Be that as it may, one question looms larger than others. What objectives might Israel hope to achieve by supporting the US attack on Iraq? Such a rationale would easily lend itself to assessing whether Israel indeed does benefit from this invasion as well as to provide insight into longer-term objectives of both the US and Israel in the region.

One such rationale for why Israel would support the invasion of Iraq comes from a little-noticed report at The Institute for Advanced Strategic and Political Studies’ "Study Group on a New Israeli Strategy Toward 2000." Contributors to this paper include Richard Perle, James Colbert, Charles Fairbanks, Jr., Douglas Feith, Robert Loewenberg, David Wurmser, and Meyrav Wurmser participated. These are people who are well-known insiders within the Bush administration. Indeed, Douglas Feith still works for the executive branch.

According to this report, the main objective in strengthening the Israeli economy as well as to ensure Israel's security in the region is to neutralize a perceived threat from Syria. Strangely enoug--at least to someone not knowledgeable about the area--the writers of this report see toppling Saddam Hussein and destabilizing Iraq as a means of eventually destabilizing Syria.

The report says:
Israel can shape its strategic environment, in cooperation with Turkey and Jordan, by weakening, containing, and even rolling back Syria. This effort can focus on removing Saddam Hussein from power in Iraq — an important Israeli strategic objective in its own right — as a means of foiling Syria’s regional ambitions. Jordan has challenged Syria's regional ambitions recently by suggesting the restoration of the Hashemites in Iraq. This has triggered a Jordanian-Syrian rivalry to which Asad has responded by stepping up efforts to destabilize the Hashemite Kingdom, including using infiltrations. Syria recently signaled that it and Iran might prefer a weak, but barely surviving Saddam, if only to undermine and humiliate Jordan in its efforts to remove Saddam. [my emphasis]
At the least, these comments show how the Iraq war might benefit Israel's interests in the mideast. That key members of the Bush admin.'s team in developing strategy for the war included Perle and Feith speaks adequately to the potential for these concerns to have formed an element in that strategy. Pres. Bush's recent comments about how the war benefits Israel only bolster that point.

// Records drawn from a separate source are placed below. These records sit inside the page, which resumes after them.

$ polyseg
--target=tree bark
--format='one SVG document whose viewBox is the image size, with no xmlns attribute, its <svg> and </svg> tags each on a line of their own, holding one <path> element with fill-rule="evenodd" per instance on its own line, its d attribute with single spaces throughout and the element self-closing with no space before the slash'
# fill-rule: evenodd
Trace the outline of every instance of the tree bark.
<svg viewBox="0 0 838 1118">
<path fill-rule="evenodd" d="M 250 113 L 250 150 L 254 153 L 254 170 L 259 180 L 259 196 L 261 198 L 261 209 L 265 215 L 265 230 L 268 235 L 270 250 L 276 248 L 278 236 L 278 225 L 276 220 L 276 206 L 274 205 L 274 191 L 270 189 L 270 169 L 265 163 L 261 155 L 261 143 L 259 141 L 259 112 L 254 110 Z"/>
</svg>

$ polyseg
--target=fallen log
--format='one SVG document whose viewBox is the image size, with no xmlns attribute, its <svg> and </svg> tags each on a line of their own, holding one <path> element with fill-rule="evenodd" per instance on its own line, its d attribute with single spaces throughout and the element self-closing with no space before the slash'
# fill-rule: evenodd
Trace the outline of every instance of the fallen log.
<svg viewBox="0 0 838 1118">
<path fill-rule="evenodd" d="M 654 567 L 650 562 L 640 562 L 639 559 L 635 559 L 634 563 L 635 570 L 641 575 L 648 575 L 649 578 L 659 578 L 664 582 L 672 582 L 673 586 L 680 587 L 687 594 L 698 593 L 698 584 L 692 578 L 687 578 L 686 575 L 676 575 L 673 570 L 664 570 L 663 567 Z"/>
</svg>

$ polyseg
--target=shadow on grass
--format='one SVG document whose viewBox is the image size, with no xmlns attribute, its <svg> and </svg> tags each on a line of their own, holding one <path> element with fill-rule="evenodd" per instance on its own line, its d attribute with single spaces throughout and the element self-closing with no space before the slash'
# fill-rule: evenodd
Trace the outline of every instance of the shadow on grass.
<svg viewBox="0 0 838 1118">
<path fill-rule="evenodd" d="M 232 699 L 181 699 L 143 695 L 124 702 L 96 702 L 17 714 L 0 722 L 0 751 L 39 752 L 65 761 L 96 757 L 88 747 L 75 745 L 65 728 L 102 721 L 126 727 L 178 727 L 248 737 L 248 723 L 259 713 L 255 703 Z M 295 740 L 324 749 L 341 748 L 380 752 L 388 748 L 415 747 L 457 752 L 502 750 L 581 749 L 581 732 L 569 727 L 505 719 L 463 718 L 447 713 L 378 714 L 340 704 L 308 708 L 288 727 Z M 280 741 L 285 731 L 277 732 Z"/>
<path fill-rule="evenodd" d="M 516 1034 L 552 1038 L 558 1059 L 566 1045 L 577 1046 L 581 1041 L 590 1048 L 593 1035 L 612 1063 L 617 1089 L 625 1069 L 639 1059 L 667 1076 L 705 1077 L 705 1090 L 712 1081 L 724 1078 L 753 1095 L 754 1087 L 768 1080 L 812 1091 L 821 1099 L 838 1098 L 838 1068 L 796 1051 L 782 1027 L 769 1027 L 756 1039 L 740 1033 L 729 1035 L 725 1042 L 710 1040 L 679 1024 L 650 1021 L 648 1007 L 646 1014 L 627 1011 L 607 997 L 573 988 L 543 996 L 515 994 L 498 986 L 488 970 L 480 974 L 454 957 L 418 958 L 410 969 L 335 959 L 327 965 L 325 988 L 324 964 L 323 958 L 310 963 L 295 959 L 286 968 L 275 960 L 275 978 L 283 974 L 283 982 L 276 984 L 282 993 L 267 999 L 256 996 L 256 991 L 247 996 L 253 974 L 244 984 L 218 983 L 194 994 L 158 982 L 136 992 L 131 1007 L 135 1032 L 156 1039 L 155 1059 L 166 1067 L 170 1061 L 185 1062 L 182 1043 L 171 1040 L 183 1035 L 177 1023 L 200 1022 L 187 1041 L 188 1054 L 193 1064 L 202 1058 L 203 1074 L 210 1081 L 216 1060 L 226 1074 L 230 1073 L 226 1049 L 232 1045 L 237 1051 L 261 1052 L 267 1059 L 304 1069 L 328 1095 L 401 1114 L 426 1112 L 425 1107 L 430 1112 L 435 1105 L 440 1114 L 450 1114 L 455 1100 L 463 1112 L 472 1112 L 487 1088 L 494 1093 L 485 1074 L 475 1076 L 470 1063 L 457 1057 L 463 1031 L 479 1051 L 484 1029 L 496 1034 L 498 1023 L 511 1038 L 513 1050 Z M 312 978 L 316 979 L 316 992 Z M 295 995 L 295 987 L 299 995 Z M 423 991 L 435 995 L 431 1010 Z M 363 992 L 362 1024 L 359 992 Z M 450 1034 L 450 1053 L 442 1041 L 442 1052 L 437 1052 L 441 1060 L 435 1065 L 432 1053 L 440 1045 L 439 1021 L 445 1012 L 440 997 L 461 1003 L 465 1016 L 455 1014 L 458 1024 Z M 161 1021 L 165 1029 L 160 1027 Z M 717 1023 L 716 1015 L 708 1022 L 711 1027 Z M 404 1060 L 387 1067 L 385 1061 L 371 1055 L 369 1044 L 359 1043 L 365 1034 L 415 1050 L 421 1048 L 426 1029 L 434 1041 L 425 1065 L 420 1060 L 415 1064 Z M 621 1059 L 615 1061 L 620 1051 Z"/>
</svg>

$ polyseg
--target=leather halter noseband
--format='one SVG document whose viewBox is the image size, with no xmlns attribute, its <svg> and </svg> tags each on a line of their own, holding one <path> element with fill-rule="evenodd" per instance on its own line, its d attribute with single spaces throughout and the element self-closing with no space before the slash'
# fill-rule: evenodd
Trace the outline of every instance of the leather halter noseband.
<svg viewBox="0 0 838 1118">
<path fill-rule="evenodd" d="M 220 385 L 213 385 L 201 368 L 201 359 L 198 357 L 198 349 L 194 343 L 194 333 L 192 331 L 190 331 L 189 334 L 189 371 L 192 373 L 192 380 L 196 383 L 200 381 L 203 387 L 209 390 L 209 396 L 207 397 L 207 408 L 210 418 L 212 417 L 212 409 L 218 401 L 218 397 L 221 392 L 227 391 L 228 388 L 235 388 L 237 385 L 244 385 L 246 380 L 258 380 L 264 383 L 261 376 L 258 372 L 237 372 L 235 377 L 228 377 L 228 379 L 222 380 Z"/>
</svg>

What these comments do not prove is that the Israeli govt. played a role in the decision-making process leading up to the war. Certainly, there are reports that Israel--at the least--knew details of the attack that probably even those in Congress did not know. On the other hand, there are indications that the progress of the war and its resulting chaos soured some members of the Israeli govt. to the efficacy of it. These concerns, however, only point to the mismanagement of the war, not to any disagreement within the Israeli govt. with the overall decision to instigate war in the region.

One last point to note comes in the article that reports Pres. Bush's comments about how the war benefits Israel. Much of the recent rhetoric generated by the White House and the Pentagon is that the war in Iraq will promote peace in the region by introducing "democracy." Strangely enough, some Israeli decision-makers see this very possibility as a threat and not a boon to their interests there.

According to the Forward newspaper article cited above:
"I am skeptical when it comes to the supposition that democracy is a panacea. Not all democracies are good," said General Shlomo Brom, former chief of the Israeli army's strategic planning division. "What about a democracy in Egypt — let's say — which is governed by the Muslim Brotherhood? Would Egypt then have better relations with Israel than under Mubarak's regime?"
In hearing such comments, the Bush admin. must feel as though it is caught in a catch-22--you're damned if you do, damned if you don't.

While the US public of various political persuasions see democracy as a "panacea," an assumption that seems to go with the ideology of Americansim, Israel sees its own interests in the mideast as not promoting democracy per se but in maintaining control--even if this control were to include unjust regimes and oppressive governments that persecute their own people.